Opened 8 years ago
Closed 8 years ago
#1014 closed defect (fixed)
mmCIF not assigning ss_id correctly
| Reported by: | Elaine Meng | Owned by: | Eric Pettersen |
|---|---|---|---|
| Priority: | moderate | Milestone: | |
| Component: | Input/Output | Version: | |
| Keywords: | Cc: | Greg Couch | |
| Blocked By: | Blocking: | ||
| Notify when closed: | Platform: | all | |
| Project: | ChimeraX |
Description
If 2gbp is read from mmCIF (but not PDB), ss_id = 1 refers to the second strand and the first helix, ss_id = 2 refers to the first strand and second helix. The correct behavior, as from PDB input, is for ss_id = 1 to refer to the first strand and first helix, 2 for the second strand and second helix, etc. Example commands:
open 2gbp
rainbow
sel ::ss_id=1
Change History (11)
comment:1 by , 8 years ago
| Cc: | added |
|---|---|
| Owner: | changed from to |
| Summary: | residue ss_id assigned incorrectly from mmCIF → residue ss_id assigned incorrectly from PDB |
follow-up: 2 comment:2 by , 8 years ago
It’s not a bug in the PDB reader if the PDB reader gets it right and the mmCIF reader gets it wrong.
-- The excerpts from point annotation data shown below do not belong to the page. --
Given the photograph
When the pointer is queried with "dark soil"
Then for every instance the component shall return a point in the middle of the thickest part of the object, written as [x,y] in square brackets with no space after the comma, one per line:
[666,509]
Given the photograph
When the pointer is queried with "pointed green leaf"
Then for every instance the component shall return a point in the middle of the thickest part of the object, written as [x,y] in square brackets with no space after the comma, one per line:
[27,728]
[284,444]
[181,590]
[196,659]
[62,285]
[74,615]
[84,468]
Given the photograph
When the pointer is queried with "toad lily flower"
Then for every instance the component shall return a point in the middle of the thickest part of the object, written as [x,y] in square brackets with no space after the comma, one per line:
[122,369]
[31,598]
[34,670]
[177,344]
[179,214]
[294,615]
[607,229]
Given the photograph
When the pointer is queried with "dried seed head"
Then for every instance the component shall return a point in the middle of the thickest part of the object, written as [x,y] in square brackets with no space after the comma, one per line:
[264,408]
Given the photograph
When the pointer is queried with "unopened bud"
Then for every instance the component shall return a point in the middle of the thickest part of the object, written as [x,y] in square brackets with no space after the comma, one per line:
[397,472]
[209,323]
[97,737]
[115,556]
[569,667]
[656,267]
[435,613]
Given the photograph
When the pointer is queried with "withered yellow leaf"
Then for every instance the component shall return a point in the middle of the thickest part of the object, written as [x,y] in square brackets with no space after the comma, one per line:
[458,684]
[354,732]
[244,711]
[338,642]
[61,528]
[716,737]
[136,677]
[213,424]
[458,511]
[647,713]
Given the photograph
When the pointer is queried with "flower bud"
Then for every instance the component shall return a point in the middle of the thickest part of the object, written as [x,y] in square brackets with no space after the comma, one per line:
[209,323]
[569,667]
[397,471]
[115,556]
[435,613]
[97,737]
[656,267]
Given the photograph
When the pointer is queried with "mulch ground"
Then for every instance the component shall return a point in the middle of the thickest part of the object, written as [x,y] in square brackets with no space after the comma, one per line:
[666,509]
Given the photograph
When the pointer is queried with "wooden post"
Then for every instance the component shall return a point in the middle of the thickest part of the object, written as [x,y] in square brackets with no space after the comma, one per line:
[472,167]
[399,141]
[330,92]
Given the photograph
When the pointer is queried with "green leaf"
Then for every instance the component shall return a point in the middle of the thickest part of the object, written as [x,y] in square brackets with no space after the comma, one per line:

The ss_id is an index from N-term to C-term (sequence order). The order in the file is something different. It may be the spatial order of the strand in the sheet since the second strand is one edge of the sheet.
follow-up: 3 comment:3 by , 8 years ago
It's a bug in the PDB reader, when it changes the order of the strands. The PDB file clearly identifies the order. On 1/23/2018 3:07 PM, Elaine Meng wrote:
comment:4 by , 8 years ago
ss_id is not reflecting the structure of the input file — it is reflecting the structure of the data. ss_id 1 is the first secondary structure element of that type in N->C order, regardless of how the input file has decided to order its listing. ss_id is also set by DSSP, which has no “input file” per se.
comment:5 by , 8 years ago
| Summary: | residue ss_id assigned incorrectly from PDB → mmCIF not assigning ss_id correctly |
|---|
Instead of having each reader figure out ss_id assignment itself, I could implement an "assign_ss_ids" call that both readers could use...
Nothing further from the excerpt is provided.